Pawnhill shrugged and followed Fraine’s instructions. When he had backed up sufficiently, Fraine said, “Now raise your hands and don’t move.”
“I wouldn’t think of it.”
While his men kept a bead on Pawnhill, Fraine walked over to the attaché case. He pocketed the Sig Sauer, then put his hands on the snaps.
“Go ahead,” Pawnhill said. “I’ve got nothing to hide.”
The snaps popped open and Fraine lifted the lid. Instantly, there was a loud hiss, and a thick black cloud billowed into the air. Fraine leaped back, his eyes already on fire. The
pop-pop-pop
of rifle shots were heard, but when the smoke cleared Pawnhill was nowhere to be seen.

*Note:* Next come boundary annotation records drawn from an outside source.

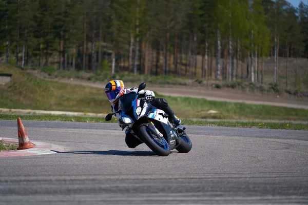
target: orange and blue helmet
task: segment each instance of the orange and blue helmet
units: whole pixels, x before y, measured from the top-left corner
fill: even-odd
[[[105,93],[108,99],[113,104],[118,101],[119,98],[124,94],[125,91],[125,87],[122,80],[112,80],[105,87]]]

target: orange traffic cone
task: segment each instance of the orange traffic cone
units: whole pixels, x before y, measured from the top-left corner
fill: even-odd
[[[25,149],[32,148],[34,147],[34,145],[32,145],[29,140],[26,130],[24,127],[24,125],[22,122],[20,117],[17,118],[17,127],[18,128],[18,140],[19,141],[19,147],[17,150],[24,150]]]

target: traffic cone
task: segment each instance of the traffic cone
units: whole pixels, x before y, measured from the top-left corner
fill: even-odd
[[[25,149],[32,148],[34,147],[34,145],[32,145],[29,140],[26,130],[24,127],[24,125],[22,122],[20,117],[17,118],[17,127],[18,128],[18,140],[19,141],[19,147],[17,150],[24,150]]]

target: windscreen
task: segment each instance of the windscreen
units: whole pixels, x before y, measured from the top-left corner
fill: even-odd
[[[120,97],[120,103],[122,109],[124,112],[127,112],[131,107],[132,100],[135,97],[136,94],[127,93],[122,95]]]

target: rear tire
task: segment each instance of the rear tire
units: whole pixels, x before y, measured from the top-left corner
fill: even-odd
[[[181,153],[187,153],[191,150],[192,144],[189,137],[186,135],[185,132],[183,132],[183,134],[179,136],[179,140],[180,145],[176,148],[179,152]]]
[[[159,156],[166,156],[169,155],[170,153],[170,147],[168,142],[163,137],[162,141],[164,142],[165,148],[163,148],[158,145],[153,139],[152,136],[150,136],[148,128],[145,125],[142,126],[139,128],[138,133],[139,137],[148,147],[154,152]]]

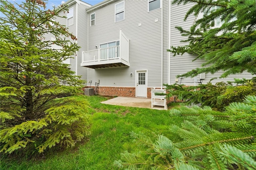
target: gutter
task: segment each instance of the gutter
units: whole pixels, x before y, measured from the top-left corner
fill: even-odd
[[[171,1],[168,1],[168,42],[167,44],[168,48],[169,48],[171,46]],[[167,63],[168,64],[168,83],[170,85],[171,83],[171,53],[170,52],[167,52]]]

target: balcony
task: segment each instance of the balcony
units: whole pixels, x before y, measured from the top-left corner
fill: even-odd
[[[129,66],[129,39],[121,30],[119,42],[119,45],[83,51],[81,66],[94,69]]]

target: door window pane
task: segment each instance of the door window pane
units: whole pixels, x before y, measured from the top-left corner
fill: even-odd
[[[116,22],[124,19],[124,2],[122,2],[116,5]]]
[[[91,26],[95,25],[95,13],[91,14]]]

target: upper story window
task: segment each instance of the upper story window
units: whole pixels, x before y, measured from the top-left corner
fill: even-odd
[[[124,2],[116,4],[115,7],[115,22],[124,20]]]
[[[67,13],[67,26],[70,26],[74,24],[74,8],[68,10]]]
[[[95,25],[95,13],[91,14],[91,26]]]
[[[161,8],[161,0],[148,0],[148,11]]]

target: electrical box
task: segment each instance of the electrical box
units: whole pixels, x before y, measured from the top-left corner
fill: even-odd
[[[94,94],[94,89],[93,88],[86,88],[84,89],[84,95],[92,96]]]

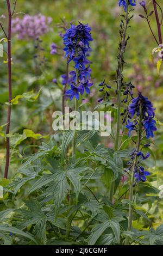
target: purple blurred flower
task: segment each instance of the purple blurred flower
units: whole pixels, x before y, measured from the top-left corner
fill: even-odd
[[[26,15],[22,19],[12,19],[12,32],[17,34],[19,39],[36,39],[49,31],[49,25],[52,21],[52,18],[41,14],[34,16]]]

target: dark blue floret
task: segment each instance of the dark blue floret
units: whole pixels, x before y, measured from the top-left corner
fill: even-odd
[[[66,94],[69,96],[70,100],[75,97],[77,100],[79,99],[79,93],[81,93],[81,88],[76,87],[73,84],[71,85],[71,89],[67,90]]]
[[[146,181],[146,176],[150,175],[150,173],[145,170],[145,168],[142,166],[139,166],[135,171],[134,176],[137,183],[139,181],[145,182]]]

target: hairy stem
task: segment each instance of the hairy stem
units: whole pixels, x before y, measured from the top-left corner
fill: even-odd
[[[67,57],[67,62],[68,60],[68,57]],[[67,88],[67,86],[68,83],[68,64],[66,64],[66,83],[64,85],[63,91],[62,91],[62,113],[63,115],[64,116],[65,115],[65,94],[66,94],[66,88]]]
[[[4,178],[8,178],[9,166],[10,163],[10,138],[8,135],[10,133],[11,106],[10,104],[12,100],[12,78],[11,78],[11,21],[12,15],[10,0],[7,0],[8,11],[8,81],[9,81],[9,103],[7,113],[7,125],[6,129],[7,144],[6,144],[6,162],[4,172]]]
[[[129,21],[128,18],[129,11],[128,7],[127,6],[127,11],[125,16],[125,24],[124,25],[123,28],[122,29],[122,33],[120,34],[121,40],[120,43],[120,53],[118,56],[118,66],[117,69],[117,130],[115,138],[115,151],[117,151],[119,148],[119,140],[120,140],[120,132],[121,128],[121,87],[123,83],[123,75],[122,72],[124,65],[124,58],[123,56],[125,52],[127,46],[127,30],[128,27],[128,23]],[[122,26],[123,23],[122,23]],[[109,192],[109,199],[112,202],[113,195],[115,190],[115,182],[112,181],[110,192]]]

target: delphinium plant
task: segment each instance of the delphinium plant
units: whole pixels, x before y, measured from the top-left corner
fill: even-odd
[[[11,101],[12,100],[12,74],[11,74],[11,22],[12,18],[14,14],[15,7],[16,5],[16,1],[14,2],[13,8],[11,8],[10,2],[9,0],[7,1],[7,7],[8,9],[8,31],[6,32],[3,27],[3,25],[0,22],[0,26],[5,37],[5,39],[8,42],[8,51],[7,51],[7,61],[8,64],[8,88],[9,88],[9,102],[7,111],[7,129],[6,129],[6,161],[4,171],[4,177],[8,177],[9,166],[10,163],[10,120],[11,120]]]
[[[9,202],[14,204],[16,196],[18,206],[1,212],[1,221],[5,216],[5,221],[10,223],[0,224],[0,232],[5,235],[4,237],[0,233],[2,243],[7,241],[15,245],[104,246],[155,244],[163,240],[161,227],[142,231],[132,227],[135,216],[148,221],[147,215],[137,209],[143,203],[150,204],[146,198],[139,197],[139,186],[150,176],[145,163],[156,128],[153,104],[141,92],[135,92],[134,85],[126,82],[123,76],[136,1],[120,0],[118,3],[124,14],[120,23],[116,86],[102,78],[95,107],[104,106],[114,113],[111,133],[114,148],[99,143],[96,131],[61,131],[61,143],[57,141],[57,132],[49,141],[42,143],[20,166],[5,188]],[[62,38],[67,63],[62,76],[61,107],[64,109],[71,105],[72,110],[80,111],[82,97],[90,94],[93,86],[88,60],[91,29],[80,21],[65,28]],[[51,53],[57,51],[53,43]],[[53,82],[57,84],[58,80],[54,78]],[[115,99],[111,101],[113,92]],[[72,118],[77,114],[73,114]],[[65,121],[64,112],[62,117]]]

Fraine did not have to order his team to spread out in a dragnet; they were already sprinting in every direction.
One of the officers came up to him, slipped an oxygen mask over his head, and made sure he was breathing okay. “Shifty fucking bastard,” he said. “Cheer up, sir. At least we have the evidence.”
Fraine’s throat and nostrils felt as if they had been scrubbed raw with sandpaper. Coughing still, he returned to the open attaché case and crouched down. Then he tore off his oxygen mask. The acrid stink of acid stung his eyes.
“Godammit!”
Everything inside the case was melted. He could see the vague outline of a laptop computer and a curled section of what once must have been a DVD. All useless now.
* * *
J
ACK AND
Annika were crouched in the darkness of the trees surrounding Arian Xhafa’s compound. They both wore lightweight backpacks into which Annika had placed various paraphernalia.
“According to Baltasar, there are seven guards and two attack dogs protecting the compound,” she said.
“Do you believe him?”
She glanced at him. “Do you have a better idea?”
Jack pointed. “One thing your victim failed to mention is the electrified razor wire on top of the wall.”
Annika rose. “Let’s take a walk.”
They picked their way slowly around the compound until they came to the rear. Then she pointed upward to the branches of an ancient oak tree, two of which arched over the wall and its lethal top.